# XML example and exercise
****
+ study examples of accessing nodes in XML tree structure  
+ work on exercise to be completed and submitted
****
+ reference: https://docs.python.org/2.7/library/xml.etree.elementtree.html
+ data source: http://www.dbis.informatik.uni-goettingen.de/Mondial
****

****
## XML exercise

Using data in 'data/mondial_database.xml', the examples above, and refering to https://docs.python.org/2.7/library/xml.etree.elementtree.html, find

(update: https://docs.python.org/3.6/library/xml.etree.elementtree.html )

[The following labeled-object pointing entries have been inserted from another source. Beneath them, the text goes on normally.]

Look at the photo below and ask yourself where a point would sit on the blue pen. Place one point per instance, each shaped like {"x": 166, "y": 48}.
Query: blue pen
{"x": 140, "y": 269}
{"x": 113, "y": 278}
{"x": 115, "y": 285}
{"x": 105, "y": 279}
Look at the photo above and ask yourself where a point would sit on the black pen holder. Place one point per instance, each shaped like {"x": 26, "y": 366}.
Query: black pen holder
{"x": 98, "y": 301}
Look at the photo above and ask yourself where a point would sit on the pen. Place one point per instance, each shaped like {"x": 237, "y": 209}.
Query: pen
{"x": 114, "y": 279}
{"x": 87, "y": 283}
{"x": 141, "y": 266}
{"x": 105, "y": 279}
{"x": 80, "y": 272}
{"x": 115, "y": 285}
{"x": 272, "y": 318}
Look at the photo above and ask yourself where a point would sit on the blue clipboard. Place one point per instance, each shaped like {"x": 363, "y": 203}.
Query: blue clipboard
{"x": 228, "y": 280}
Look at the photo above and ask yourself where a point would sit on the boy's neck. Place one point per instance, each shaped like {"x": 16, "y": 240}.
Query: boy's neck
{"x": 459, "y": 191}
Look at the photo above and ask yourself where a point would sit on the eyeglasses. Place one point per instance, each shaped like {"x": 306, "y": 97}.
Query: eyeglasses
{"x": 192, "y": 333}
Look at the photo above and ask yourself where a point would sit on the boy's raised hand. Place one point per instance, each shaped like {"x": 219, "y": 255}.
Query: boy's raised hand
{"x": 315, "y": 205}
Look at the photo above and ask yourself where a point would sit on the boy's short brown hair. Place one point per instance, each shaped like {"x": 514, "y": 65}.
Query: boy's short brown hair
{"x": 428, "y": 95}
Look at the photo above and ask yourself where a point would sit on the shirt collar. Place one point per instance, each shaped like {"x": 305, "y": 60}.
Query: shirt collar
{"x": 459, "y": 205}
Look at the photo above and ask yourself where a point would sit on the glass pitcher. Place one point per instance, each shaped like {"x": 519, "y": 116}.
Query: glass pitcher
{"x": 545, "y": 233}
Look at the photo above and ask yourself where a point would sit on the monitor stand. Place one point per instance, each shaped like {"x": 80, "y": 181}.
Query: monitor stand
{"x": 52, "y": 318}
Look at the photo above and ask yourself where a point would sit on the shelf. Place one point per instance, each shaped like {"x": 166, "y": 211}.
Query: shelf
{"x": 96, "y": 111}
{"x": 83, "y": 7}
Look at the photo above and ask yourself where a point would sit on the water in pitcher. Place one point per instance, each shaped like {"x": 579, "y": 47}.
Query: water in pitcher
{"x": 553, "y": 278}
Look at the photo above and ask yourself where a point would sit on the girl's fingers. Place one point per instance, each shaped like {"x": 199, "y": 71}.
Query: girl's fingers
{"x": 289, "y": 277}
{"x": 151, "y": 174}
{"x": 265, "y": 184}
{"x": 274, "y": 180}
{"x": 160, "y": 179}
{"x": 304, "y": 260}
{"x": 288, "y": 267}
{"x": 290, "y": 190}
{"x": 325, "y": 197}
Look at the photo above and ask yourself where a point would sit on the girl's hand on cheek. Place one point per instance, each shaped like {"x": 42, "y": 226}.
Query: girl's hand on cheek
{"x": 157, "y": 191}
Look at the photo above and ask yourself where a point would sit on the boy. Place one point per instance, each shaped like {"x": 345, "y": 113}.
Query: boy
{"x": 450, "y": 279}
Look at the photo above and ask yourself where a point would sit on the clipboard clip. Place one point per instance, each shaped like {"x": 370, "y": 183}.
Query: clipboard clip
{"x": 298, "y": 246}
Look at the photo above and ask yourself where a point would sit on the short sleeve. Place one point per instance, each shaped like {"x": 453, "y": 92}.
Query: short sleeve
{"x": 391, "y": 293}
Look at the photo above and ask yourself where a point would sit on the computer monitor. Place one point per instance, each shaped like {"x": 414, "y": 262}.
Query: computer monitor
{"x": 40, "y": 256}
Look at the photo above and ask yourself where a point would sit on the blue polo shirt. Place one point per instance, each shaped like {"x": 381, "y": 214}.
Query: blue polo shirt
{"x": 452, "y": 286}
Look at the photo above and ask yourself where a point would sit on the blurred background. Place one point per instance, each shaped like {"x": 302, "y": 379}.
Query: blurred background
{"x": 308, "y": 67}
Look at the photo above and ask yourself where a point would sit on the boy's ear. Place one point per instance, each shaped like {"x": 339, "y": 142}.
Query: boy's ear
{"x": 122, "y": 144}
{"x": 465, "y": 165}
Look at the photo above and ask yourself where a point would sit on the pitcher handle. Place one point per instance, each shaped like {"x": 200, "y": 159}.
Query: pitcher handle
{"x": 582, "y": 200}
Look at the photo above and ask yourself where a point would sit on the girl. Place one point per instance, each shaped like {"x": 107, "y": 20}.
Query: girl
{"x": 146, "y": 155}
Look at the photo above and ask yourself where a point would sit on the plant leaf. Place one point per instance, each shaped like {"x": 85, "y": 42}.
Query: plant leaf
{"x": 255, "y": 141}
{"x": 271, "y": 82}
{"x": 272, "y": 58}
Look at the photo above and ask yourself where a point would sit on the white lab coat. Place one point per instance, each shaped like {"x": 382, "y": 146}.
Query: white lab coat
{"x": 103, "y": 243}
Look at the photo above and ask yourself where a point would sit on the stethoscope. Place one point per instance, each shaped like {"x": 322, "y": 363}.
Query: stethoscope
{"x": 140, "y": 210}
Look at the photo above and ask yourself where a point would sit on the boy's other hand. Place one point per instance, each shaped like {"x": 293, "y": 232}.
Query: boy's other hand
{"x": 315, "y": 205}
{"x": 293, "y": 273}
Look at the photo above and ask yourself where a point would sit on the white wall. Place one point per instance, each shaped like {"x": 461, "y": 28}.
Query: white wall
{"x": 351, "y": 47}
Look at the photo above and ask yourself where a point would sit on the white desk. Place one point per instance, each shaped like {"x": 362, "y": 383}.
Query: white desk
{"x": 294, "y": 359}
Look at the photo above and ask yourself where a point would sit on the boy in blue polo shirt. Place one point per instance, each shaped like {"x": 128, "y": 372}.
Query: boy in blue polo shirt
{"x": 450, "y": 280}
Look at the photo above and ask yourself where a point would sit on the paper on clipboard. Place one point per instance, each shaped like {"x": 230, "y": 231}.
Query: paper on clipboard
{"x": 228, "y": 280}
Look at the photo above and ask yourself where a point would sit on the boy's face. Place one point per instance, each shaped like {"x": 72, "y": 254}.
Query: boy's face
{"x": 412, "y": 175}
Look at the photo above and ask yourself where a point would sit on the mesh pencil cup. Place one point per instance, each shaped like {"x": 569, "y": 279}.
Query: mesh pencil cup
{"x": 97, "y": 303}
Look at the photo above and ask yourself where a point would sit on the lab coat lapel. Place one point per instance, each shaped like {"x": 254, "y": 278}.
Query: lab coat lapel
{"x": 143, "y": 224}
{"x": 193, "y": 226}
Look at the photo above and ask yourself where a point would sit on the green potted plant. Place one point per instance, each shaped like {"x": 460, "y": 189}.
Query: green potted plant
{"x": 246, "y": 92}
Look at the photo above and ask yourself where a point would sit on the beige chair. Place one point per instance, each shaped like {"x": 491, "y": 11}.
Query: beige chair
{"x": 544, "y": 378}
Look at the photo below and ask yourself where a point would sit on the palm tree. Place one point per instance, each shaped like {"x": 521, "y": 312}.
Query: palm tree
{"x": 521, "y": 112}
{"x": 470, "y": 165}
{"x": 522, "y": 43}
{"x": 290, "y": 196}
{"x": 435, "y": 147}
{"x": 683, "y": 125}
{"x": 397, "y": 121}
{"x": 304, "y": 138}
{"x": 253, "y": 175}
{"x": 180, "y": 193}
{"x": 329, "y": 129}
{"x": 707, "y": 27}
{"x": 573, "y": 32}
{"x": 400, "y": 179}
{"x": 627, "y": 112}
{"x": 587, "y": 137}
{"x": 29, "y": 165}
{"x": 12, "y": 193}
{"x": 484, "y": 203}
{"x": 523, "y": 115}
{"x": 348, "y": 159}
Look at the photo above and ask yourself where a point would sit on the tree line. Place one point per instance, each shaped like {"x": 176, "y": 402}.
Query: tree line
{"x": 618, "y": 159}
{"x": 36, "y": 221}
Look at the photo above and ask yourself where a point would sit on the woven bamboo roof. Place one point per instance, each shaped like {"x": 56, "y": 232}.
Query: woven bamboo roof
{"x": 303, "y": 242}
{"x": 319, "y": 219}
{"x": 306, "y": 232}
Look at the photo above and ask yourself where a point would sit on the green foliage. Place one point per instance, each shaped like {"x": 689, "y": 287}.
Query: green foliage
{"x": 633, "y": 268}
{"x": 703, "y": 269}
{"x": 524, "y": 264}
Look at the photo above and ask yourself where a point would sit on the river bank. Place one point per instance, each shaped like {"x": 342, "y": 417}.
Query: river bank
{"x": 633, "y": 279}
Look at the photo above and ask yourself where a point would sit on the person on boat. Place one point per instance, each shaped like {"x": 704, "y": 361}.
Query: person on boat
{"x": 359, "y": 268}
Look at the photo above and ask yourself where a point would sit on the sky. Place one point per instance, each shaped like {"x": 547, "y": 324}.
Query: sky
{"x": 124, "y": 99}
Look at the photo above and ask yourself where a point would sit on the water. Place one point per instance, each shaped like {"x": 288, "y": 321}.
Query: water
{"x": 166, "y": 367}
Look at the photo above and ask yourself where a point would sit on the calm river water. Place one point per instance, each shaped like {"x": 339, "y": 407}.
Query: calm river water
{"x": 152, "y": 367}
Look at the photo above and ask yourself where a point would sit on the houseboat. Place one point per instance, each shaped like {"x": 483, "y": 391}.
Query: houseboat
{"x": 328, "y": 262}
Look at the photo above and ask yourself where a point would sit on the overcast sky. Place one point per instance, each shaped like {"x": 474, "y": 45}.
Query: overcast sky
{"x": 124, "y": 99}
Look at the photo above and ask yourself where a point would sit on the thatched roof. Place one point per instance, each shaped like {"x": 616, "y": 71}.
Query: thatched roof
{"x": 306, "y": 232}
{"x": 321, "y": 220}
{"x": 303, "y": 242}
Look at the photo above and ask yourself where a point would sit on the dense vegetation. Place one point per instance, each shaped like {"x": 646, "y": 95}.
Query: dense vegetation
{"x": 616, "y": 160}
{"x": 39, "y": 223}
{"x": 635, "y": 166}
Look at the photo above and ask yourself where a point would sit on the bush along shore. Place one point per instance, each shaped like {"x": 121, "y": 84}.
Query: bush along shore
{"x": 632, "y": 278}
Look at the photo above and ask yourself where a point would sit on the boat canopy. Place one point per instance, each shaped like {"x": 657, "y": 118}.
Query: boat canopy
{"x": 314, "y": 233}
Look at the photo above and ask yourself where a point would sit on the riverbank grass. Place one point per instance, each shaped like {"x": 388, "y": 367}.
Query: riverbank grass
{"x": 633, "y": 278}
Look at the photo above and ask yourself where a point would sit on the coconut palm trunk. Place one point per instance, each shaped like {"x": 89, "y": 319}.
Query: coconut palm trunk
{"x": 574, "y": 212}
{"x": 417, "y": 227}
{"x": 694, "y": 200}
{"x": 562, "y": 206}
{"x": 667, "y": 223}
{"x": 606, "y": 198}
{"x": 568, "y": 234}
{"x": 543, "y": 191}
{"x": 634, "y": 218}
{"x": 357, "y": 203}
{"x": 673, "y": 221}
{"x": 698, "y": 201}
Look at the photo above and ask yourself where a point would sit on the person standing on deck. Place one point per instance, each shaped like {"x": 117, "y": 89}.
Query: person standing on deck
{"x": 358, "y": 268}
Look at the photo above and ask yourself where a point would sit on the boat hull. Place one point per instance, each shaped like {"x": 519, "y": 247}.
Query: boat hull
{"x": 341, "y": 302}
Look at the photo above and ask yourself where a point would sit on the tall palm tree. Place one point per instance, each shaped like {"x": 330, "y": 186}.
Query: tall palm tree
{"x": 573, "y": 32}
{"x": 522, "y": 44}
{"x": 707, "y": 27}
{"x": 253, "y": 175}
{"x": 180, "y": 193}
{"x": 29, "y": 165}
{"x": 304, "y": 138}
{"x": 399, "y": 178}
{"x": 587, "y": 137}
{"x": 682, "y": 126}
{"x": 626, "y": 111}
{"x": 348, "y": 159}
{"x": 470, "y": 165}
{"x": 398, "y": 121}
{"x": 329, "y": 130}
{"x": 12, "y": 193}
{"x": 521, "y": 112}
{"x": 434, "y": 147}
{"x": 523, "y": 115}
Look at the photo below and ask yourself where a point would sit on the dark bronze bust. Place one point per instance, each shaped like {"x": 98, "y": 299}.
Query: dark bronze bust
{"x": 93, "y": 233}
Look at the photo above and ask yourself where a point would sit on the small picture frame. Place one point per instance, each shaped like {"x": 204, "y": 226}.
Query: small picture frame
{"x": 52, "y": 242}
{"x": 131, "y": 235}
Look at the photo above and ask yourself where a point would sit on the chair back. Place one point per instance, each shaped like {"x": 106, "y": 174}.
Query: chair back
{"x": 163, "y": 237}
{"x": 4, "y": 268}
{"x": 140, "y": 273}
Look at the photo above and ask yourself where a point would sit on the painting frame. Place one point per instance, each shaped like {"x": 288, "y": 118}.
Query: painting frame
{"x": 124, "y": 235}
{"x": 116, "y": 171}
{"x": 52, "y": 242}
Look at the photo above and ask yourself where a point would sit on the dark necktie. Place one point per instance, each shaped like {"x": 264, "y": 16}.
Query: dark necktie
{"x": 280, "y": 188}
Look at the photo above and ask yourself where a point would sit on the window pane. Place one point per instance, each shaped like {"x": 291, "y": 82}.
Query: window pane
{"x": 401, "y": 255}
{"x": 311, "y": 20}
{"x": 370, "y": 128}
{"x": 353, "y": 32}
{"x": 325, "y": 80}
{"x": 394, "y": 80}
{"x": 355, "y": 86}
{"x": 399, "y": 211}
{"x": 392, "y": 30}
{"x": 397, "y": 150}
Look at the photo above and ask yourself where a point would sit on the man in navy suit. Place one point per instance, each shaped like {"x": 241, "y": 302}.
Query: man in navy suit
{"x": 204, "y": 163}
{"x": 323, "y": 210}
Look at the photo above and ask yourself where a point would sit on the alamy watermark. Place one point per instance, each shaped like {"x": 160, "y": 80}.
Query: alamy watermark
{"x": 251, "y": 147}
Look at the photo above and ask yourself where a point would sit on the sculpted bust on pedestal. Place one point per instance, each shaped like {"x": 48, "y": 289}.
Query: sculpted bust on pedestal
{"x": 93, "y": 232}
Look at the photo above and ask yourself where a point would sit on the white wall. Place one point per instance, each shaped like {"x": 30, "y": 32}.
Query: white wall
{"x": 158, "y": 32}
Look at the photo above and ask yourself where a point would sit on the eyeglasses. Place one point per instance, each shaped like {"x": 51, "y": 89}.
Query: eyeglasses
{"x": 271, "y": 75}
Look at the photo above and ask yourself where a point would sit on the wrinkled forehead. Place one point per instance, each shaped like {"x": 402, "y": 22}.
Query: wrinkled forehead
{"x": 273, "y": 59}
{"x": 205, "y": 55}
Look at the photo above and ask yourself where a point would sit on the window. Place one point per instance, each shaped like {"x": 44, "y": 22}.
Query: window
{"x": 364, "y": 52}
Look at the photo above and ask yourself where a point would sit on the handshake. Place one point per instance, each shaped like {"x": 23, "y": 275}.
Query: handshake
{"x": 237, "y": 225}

1. 10 countries with the lowest infant mortality rates
2. 10 cities with the largest population
3. 10 ethnic groups with the largest overall populations (sum of best/latest estimates over all countries)
4. name and country of a) longest river, b) largest lake and c) airport at highest elevation

In [1]:
# setup packages
from xml.etree import ElementTree as ET
import numpy as np
import pandas as pd

# import data
document = ET.parse( './data/mondial_database.xml' )
data = document.getroot() # transform tree into readable data

### Exercise 1: 10 Countries with lowest infant mortality

#### Attempted Steps:
1. Extract a list of tuples, each containing a country and its infant mortality rate
    Note --> those with no infant mortality rate are recorded as 'NaN'
2. Merge lists into a pandas data frame and remove missing data
3. sort the dataframe and print the 10 countries with the lowest infant mortality

In [2]:
data = document.getroot() # transform tree into readable data

# Step 1: extract data as a list of tuples

countries = []
for country in data.findall('country'):                    # iterate through the countries in the data, bulding tuples
    name = country.find('name').text                       # record the country name
    try:                                                   # check for errors since only some countries have an infant mortality
        mortality = country.find('infant_mortality').text  # if no error, add the infant mortality
    except AttributeError:                                 # if the data is missing, an AttributeError is thrown
        mortality = np.nan                                 # if an error is thrown, then missing data is entered into the tuple

    ob = ( name, mortality )
    countries.append(ob)                                   # append tuple to the list of countries


In [3]:
# Step 2: generate pandas data frame

labels = ['country', 'infant_mortality']                  # generate column names
mortality_data = pd.DataFrame.from_records(countries, columns = labels).dropna() #generate data frame while removing NaN values

mortality_data.head(10)

Unnamed: 0,country,infant_mortality
0,Albania,13.19
1,Greece,4.78
2,Macedonia,7.9
3,Serbia,6.16
6,Andorra,3.69
7,France,3.31
8,Spain,3.33
9,Austria,4.16
10,Czech Republic,2.63
11,Germany,3.46


In [4]:
# Step 3.1: Confirm proper data structures

print(mortality_data.dtypes)                                                           # demonstrate type of data to be sorted
mortality_data['infant_mortality'] = pd.to_numeric(mortality_data['infant_mortality']) # coerce data to numeric data
print(mortality_data.dtypes)                                                           # confirm correct data type

country             object
infant_mortality    object
dtype: object
country              object
infant_mortality    float64
dtype: object


In [5]:
# Step 3.2: Print output
mortality_data.sort_values(by = 'infant_mortality').head(10)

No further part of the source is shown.